Preface to A Consolation of Philosophy
"A golden volume not unworthy of the leisure of Plato or Tully." "To acquire a taste for it is almost to become naturalised in the Middle Ages." Such was the praise for The Consolation of Philosophy granted by Edward Gibbon and C.S. Lewis; they were not the first to succumb. From the Carolingian epoch to the end of the Middle Ages and beyond, this was the most widely copied work of secular literature in Europe. It was translated into Old English by King Alfred, into Old French by Jean de Meun, into Middle English by Geoffrey Chaucer and into Elizabethan English by Queen Elizabeth herself -- to list only the most celebrated versions.
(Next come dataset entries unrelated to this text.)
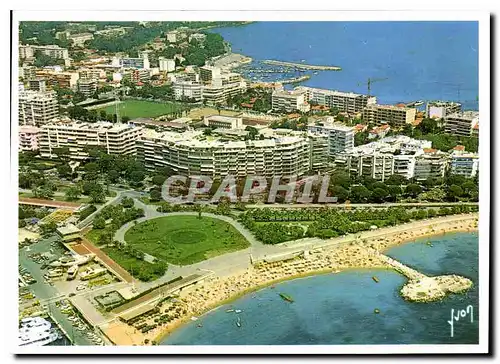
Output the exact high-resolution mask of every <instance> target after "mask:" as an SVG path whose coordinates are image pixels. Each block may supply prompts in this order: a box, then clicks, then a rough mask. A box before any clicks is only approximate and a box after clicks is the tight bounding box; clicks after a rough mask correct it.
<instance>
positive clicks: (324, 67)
mask: <svg viewBox="0 0 500 364" xmlns="http://www.w3.org/2000/svg"><path fill="white" fill-rule="evenodd" d="M262 63H264V64H272V65H276V66H286V67H294V68H296V69H300V70H315V71H340V70H341V69H342V68H340V67H338V66H318V65H312V64H304V63H294V62H283V61H276V60H272V59H266V60H264V61H262Z"/></svg>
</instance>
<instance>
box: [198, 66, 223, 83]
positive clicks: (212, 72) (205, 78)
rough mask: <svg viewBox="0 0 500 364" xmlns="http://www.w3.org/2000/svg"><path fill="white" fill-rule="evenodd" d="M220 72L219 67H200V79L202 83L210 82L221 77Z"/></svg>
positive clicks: (213, 66)
mask: <svg viewBox="0 0 500 364" xmlns="http://www.w3.org/2000/svg"><path fill="white" fill-rule="evenodd" d="M221 74H222V70H221V69H220V68H219V67H214V66H203V67H200V79H201V81H202V82H212V80H213V79H214V78H219V77H221Z"/></svg>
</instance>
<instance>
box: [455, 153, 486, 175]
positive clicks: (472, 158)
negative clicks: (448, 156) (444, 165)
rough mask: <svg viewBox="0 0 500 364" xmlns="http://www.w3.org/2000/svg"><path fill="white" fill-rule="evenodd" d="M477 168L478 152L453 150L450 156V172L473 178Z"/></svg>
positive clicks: (478, 159) (476, 172)
mask: <svg viewBox="0 0 500 364" xmlns="http://www.w3.org/2000/svg"><path fill="white" fill-rule="evenodd" d="M478 170H479V154H477V153H468V152H465V151H458V150H455V151H453V153H451V156H450V172H451V174H459V175H461V176H464V177H465V178H473V177H475V176H476V175H477V172H478Z"/></svg>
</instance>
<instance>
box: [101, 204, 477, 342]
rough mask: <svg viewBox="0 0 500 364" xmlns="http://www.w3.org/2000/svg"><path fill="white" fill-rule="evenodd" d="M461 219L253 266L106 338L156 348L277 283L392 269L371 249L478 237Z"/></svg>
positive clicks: (216, 276) (476, 222)
mask: <svg viewBox="0 0 500 364" xmlns="http://www.w3.org/2000/svg"><path fill="white" fill-rule="evenodd" d="M461 216H462V217H463V218H460V219H456V218H455V219H450V218H449V217H441V218H434V219H428V220H425V221H419V222H416V223H411V224H406V225H407V228H406V229H404V228H403V231H401V225H400V226H397V227H388V228H382V229H378V230H377V232H376V233H373V235H376V236H377V237H373V238H369V239H367V238H364V237H365V236H366V234H365V235H363V234H360V235H359V238H356V239H355V240H354V241H353V240H351V241H349V242H346V243H339V244H335V245H330V246H327V247H319V248H317V249H312V250H310V251H307V252H306V253H305V254H303V255H302V256H301V257H297V258H294V259H291V260H287V261H277V262H269V263H266V262H264V263H257V264H255V265H254V266H252V267H250V268H248V269H246V270H243V271H239V272H235V273H234V274H232V275H230V276H225V277H217V276H213V277H210V278H208V279H207V280H205V281H204V282H203V283H200V284H198V285H197V286H194V287H193V288H191V289H190V290H186V291H182V292H181V293H180V296H179V298H178V299H177V300H176V302H175V303H171V302H167V303H165V304H162V305H161V306H160V312H161V313H164V314H165V313H166V314H169V315H171V314H172V313H173V316H171V317H174V319H173V320H172V321H170V322H168V323H165V324H159V325H158V326H157V327H156V328H154V329H153V330H151V331H149V332H147V333H145V334H143V333H141V332H140V331H138V330H136V329H134V328H133V327H131V326H129V325H127V324H125V323H122V322H117V321H116V322H113V323H112V324H110V326H109V327H108V329H107V330H106V333H107V334H108V336H110V337H112V338H113V341H114V342H115V344H117V345H144V344H145V340H146V342H147V343H148V344H154V343H159V342H160V341H161V340H162V339H163V338H165V337H166V336H168V335H169V334H170V333H171V332H172V331H173V330H175V329H177V328H178V327H179V326H181V325H182V324H184V323H185V322H187V321H190V320H191V317H193V316H195V317H199V316H201V315H203V314H204V313H206V312H208V311H210V310H213V309H215V308H217V307H219V306H221V305H223V304H226V303H229V302H231V301H233V300H235V299H237V298H239V297H241V296H243V295H245V294H248V293H250V292H253V291H257V290H259V289H262V288H264V287H266V286H269V285H273V284H276V283H278V282H280V281H284V280H289V279H295V278H300V277H305V276H310V275H317V274H322V273H335V272H340V271H342V270H346V269H354V268H381V269H391V268H390V266H388V265H387V263H386V262H385V261H383V260H381V259H379V258H378V257H377V256H375V255H374V254H373V249H375V250H377V251H378V252H380V253H383V252H384V251H386V250H387V249H389V248H391V247H393V246H396V245H399V244H402V243H405V242H409V241H414V240H415V239H417V238H422V237H426V236H434V235H439V234H445V233H449V232H471V231H477V226H478V225H477V220H478V214H477V213H476V214H467V215H461ZM450 220H451V221H450ZM404 226H405V225H403V227H404ZM148 323H153V318H150V319H148Z"/></svg>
Yet the work is not mentioned by any of Boethius's contemporaries and it came into wide circulation only long after the author died a traitor's (or a martyr's) death. In the eighteenth century questions arose about the author's allegiances (could he have been something less than the devout Christian the Middle Ages took him for?) when a pietist writer attacked him for the incipient scholasticism of his writings. Since the late nineteenth century, it has been certain that the author of the Consolation also wrote theological pamphlets; but that certainty has done little to end scholarly debate. We have only recently seen the work situated securely in the geography of late antique thought (see the works of Courcelle and Chadwick in the Select Bibliography) and it is still far from clear why and how the work became so vastly popular in the Middle Ages. It is a work of surprising depths and beauties, of lasting fascination.